Eggs and salad

Jun 23, 2011

Garden ACTIVITY: The children each got to plant an assortment of lettuce seedlings. One of the children said proudly, “I’m planting salad!” Jane brought some wonderfully colourful pinwheels for the children to also plant in the garden. “The pinwheels keep the plants safe from birds who want to eat them.”

Animal Ativity: Feed the chickens in the chicken coup and collect an egg to take home. This was an important follow-up from last week because a couple of the children had an encounter with the chickens pecking their fingers when they were feeding them grass through the fencing. So this was BIG to go into the coup and be surrounded by the hens. They needed to feed them seed; they could either sprinkle it on the ground or have them eat it from their hand. At first they just threw it at the chickens and they saw how the chickens ran away. But soon they learned that if they “sprinkled” it, the chickens would come closer. Some were brave and held their hand out and the chickens pecked the seed from their hand. It was a bit scary because the chickens move in so fast and peck kinda hard. One girl came up with a solution to put the seed on her boot so the chickens would get close but her hand would be safe. THEN we had the highlight of the day: collect an egg that was laid that morning to take home. We had little baskets that they could place their egg in. One volunteer suggested lining the basket with grass to protect the egg so they did. Then there were lots of questions, “Which chicken laid the eggs?” “Will they grow into chickens?” “Why are there only 4?” “how did they get here?” One thing you could hear the volunteers saying, “You have to be careful or it will break.” And BOY OH BOY were these children careful!!

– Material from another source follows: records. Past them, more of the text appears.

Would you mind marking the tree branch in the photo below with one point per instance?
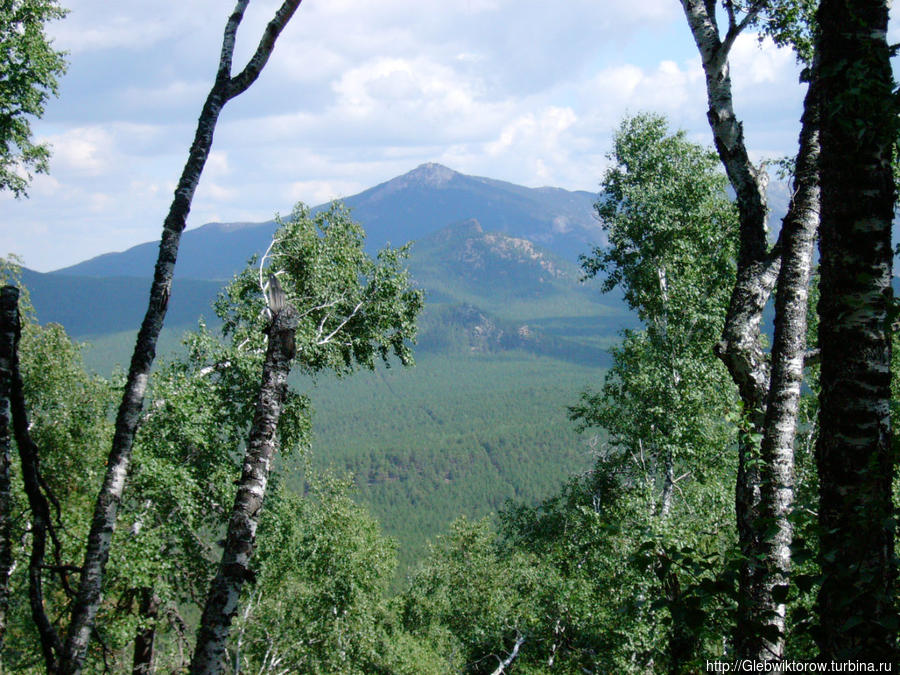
(10, 332)
(241, 82)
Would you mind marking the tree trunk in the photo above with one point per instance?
(224, 89)
(798, 236)
(8, 319)
(142, 661)
(234, 567)
(856, 609)
(764, 489)
(10, 328)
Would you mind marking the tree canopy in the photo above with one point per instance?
(29, 72)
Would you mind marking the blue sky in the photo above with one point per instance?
(356, 93)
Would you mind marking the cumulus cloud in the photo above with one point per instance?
(356, 93)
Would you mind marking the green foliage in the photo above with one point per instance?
(672, 241)
(69, 413)
(353, 309)
(28, 76)
(458, 434)
(791, 23)
(318, 602)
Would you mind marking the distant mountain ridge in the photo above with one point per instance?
(408, 207)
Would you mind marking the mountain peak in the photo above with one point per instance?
(431, 173)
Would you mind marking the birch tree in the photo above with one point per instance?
(857, 615)
(328, 305)
(225, 88)
(672, 238)
(769, 384)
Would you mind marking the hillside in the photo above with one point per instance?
(509, 337)
(405, 208)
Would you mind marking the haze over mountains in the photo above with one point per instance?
(505, 249)
(405, 208)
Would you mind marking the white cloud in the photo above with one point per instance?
(355, 93)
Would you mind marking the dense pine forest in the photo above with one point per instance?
(450, 457)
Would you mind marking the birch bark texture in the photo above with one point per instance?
(234, 567)
(8, 319)
(41, 524)
(225, 88)
(857, 616)
(769, 385)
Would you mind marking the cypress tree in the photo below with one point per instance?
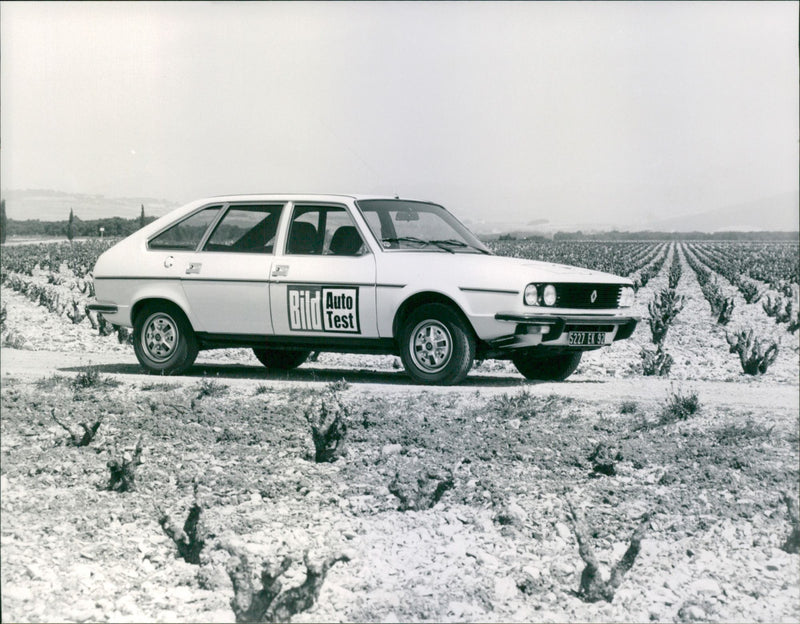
(3, 222)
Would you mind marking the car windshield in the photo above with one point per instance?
(419, 226)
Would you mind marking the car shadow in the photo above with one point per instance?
(310, 375)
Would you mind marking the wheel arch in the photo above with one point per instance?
(137, 307)
(425, 297)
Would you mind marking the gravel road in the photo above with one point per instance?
(22, 363)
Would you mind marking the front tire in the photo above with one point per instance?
(546, 368)
(436, 345)
(163, 340)
(281, 360)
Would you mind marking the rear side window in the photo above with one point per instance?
(246, 229)
(187, 234)
(323, 230)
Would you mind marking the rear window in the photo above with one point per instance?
(186, 234)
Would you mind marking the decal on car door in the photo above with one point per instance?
(324, 309)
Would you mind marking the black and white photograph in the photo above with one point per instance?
(399, 311)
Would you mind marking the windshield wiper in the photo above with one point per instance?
(457, 243)
(414, 239)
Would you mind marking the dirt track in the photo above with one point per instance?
(36, 364)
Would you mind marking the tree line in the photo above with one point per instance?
(72, 227)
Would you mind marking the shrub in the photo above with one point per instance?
(91, 378)
(663, 309)
(211, 388)
(656, 362)
(123, 470)
(327, 416)
(755, 354)
(726, 311)
(749, 289)
(674, 272)
(679, 406)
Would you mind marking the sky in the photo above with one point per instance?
(612, 112)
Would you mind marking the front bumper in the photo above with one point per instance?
(535, 329)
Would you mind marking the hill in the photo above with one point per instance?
(46, 205)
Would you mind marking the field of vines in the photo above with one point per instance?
(736, 297)
(658, 483)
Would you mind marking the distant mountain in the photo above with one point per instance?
(776, 213)
(48, 205)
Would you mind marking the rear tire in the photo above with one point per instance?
(163, 339)
(281, 360)
(436, 346)
(546, 368)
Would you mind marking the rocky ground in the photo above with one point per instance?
(450, 504)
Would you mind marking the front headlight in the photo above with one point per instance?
(531, 295)
(626, 297)
(549, 295)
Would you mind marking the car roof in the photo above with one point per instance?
(301, 197)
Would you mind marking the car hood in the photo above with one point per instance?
(473, 271)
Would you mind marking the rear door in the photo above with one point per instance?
(323, 281)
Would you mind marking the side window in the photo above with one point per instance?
(323, 230)
(246, 229)
(187, 234)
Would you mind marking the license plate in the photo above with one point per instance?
(584, 339)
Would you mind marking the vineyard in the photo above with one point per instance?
(750, 290)
(341, 492)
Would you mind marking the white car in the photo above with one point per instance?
(290, 274)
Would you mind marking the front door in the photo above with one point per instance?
(227, 281)
(323, 283)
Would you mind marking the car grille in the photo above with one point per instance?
(580, 296)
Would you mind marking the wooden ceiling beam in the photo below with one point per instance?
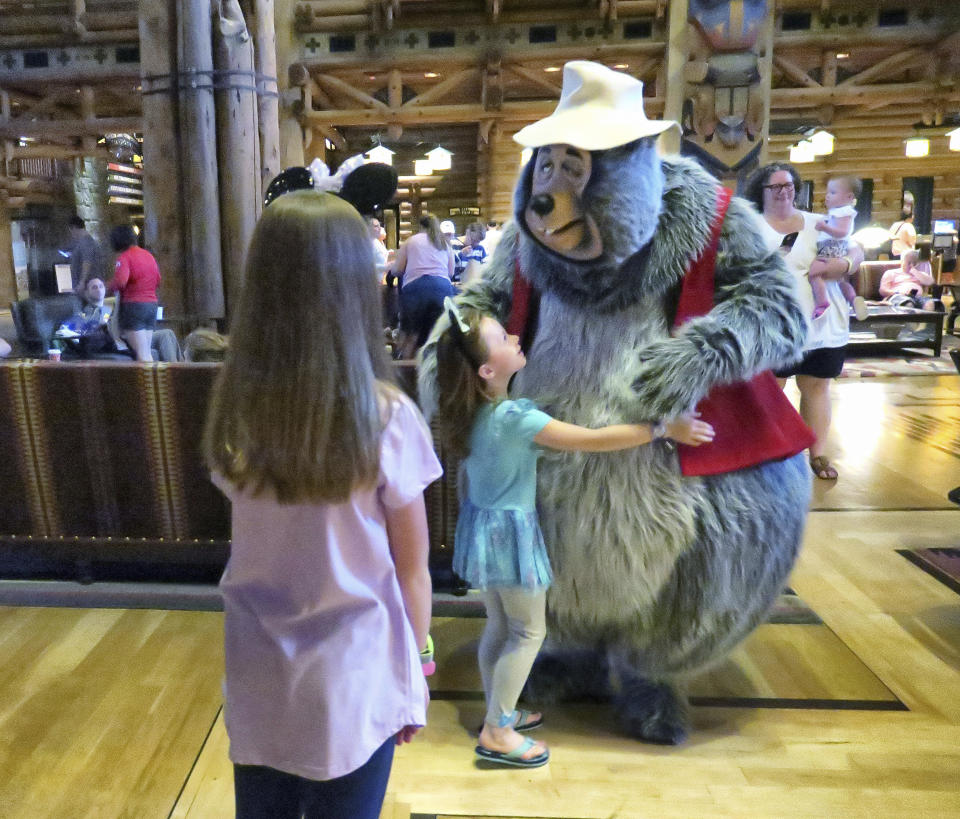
(444, 87)
(66, 127)
(795, 72)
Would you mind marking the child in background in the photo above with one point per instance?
(833, 241)
(327, 593)
(498, 545)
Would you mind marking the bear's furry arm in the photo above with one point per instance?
(491, 295)
(756, 324)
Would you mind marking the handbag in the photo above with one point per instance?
(753, 420)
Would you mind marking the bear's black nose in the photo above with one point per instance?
(541, 204)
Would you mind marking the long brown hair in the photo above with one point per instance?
(430, 225)
(296, 408)
(462, 392)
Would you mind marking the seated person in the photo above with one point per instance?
(95, 338)
(903, 286)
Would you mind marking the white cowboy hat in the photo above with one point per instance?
(599, 108)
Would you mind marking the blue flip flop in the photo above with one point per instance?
(514, 757)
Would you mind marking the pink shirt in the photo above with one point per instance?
(423, 259)
(321, 663)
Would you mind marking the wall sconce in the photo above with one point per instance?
(802, 152)
(917, 147)
(822, 142)
(440, 158)
(380, 154)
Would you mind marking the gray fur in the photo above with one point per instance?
(661, 575)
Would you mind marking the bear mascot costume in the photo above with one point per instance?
(641, 291)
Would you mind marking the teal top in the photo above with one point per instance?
(502, 465)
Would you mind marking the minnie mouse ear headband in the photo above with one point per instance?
(458, 331)
(365, 185)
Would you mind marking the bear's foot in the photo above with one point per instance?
(653, 712)
(565, 675)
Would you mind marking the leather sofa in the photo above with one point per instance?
(102, 461)
(37, 319)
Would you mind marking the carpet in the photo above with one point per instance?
(943, 564)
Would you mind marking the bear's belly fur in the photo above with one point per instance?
(670, 572)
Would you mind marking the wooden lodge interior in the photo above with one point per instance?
(175, 116)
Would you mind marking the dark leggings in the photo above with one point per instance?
(266, 793)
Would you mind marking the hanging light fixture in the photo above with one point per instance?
(440, 158)
(917, 147)
(381, 154)
(822, 142)
(802, 152)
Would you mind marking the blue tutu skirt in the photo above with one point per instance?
(500, 547)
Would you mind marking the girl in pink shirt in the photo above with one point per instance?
(326, 593)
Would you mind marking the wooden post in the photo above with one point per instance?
(291, 135)
(766, 82)
(676, 59)
(8, 275)
(198, 158)
(268, 116)
(237, 144)
(162, 181)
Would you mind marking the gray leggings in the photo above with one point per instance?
(516, 626)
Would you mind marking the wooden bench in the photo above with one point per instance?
(102, 465)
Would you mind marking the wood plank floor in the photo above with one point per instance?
(109, 713)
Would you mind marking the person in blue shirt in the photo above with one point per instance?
(498, 546)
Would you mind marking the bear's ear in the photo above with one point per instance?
(370, 187)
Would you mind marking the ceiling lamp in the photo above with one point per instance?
(822, 142)
(381, 154)
(917, 147)
(439, 158)
(802, 152)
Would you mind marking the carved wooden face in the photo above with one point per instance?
(555, 213)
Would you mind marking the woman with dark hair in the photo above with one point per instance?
(135, 280)
(426, 262)
(773, 189)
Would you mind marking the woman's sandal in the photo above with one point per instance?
(515, 757)
(822, 468)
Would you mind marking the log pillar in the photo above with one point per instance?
(198, 160)
(162, 183)
(8, 275)
(237, 144)
(677, 47)
(268, 116)
(291, 134)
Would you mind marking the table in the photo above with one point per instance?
(881, 314)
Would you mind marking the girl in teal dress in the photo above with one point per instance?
(498, 546)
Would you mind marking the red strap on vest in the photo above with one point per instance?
(753, 420)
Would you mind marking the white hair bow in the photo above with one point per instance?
(324, 181)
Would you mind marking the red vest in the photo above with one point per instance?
(753, 420)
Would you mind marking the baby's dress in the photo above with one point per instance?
(830, 247)
(498, 540)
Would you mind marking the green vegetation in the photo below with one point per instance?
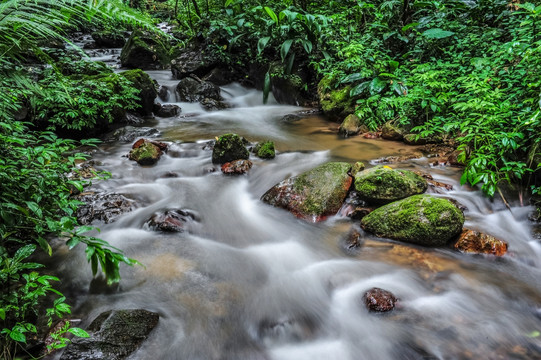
(463, 70)
(35, 202)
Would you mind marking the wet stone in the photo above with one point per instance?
(237, 167)
(471, 241)
(379, 300)
(166, 110)
(352, 241)
(130, 133)
(102, 207)
(170, 220)
(114, 335)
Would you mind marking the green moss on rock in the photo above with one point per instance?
(420, 219)
(350, 126)
(229, 147)
(146, 154)
(382, 185)
(314, 194)
(265, 150)
(335, 103)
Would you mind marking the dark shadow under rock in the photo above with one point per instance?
(114, 335)
(102, 207)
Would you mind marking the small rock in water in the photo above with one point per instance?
(229, 147)
(379, 300)
(475, 242)
(170, 220)
(166, 110)
(237, 167)
(352, 242)
(114, 335)
(147, 152)
(102, 207)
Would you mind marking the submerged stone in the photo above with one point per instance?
(170, 220)
(265, 150)
(229, 147)
(147, 152)
(382, 185)
(379, 300)
(419, 219)
(237, 167)
(315, 194)
(475, 242)
(350, 126)
(114, 335)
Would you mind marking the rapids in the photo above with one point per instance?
(249, 281)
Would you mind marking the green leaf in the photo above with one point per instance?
(262, 43)
(266, 88)
(359, 89)
(78, 332)
(377, 85)
(284, 50)
(437, 33)
(307, 44)
(17, 336)
(272, 14)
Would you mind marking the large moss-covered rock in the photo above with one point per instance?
(229, 147)
(265, 150)
(350, 126)
(192, 90)
(335, 103)
(146, 51)
(315, 194)
(108, 39)
(382, 185)
(147, 89)
(114, 335)
(419, 219)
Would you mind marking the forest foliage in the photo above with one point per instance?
(467, 70)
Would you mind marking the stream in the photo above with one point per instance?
(250, 281)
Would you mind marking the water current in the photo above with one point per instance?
(250, 281)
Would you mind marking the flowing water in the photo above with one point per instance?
(250, 281)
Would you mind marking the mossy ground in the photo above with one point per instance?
(382, 184)
(419, 219)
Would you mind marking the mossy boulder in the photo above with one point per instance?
(147, 152)
(108, 39)
(392, 131)
(229, 147)
(315, 194)
(114, 335)
(420, 219)
(335, 103)
(265, 150)
(382, 185)
(350, 126)
(146, 51)
(147, 89)
(415, 139)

After carrying the egg back to the garden, we suggested they put their name on it and put it in an egg carton to take home. The children did more than just write THEIR name it: they gave it its own name and wrote that name on it, drew flowers and rainbows on it, made a bed of grass in the carton, kissed it, covered it with a leaf-blanket, talked about incubating it into a baby chick, and on and on….. Imagine their horror when we suggested they scramble it the next day and eat it!! At our closing circle, the volunteers emphasized the dangers of keeping the egg in their bedroom… one suggested poking a small hole to drain out the inside and then they could keep the shell forever. That was received about as good as the “eat it” suggestion.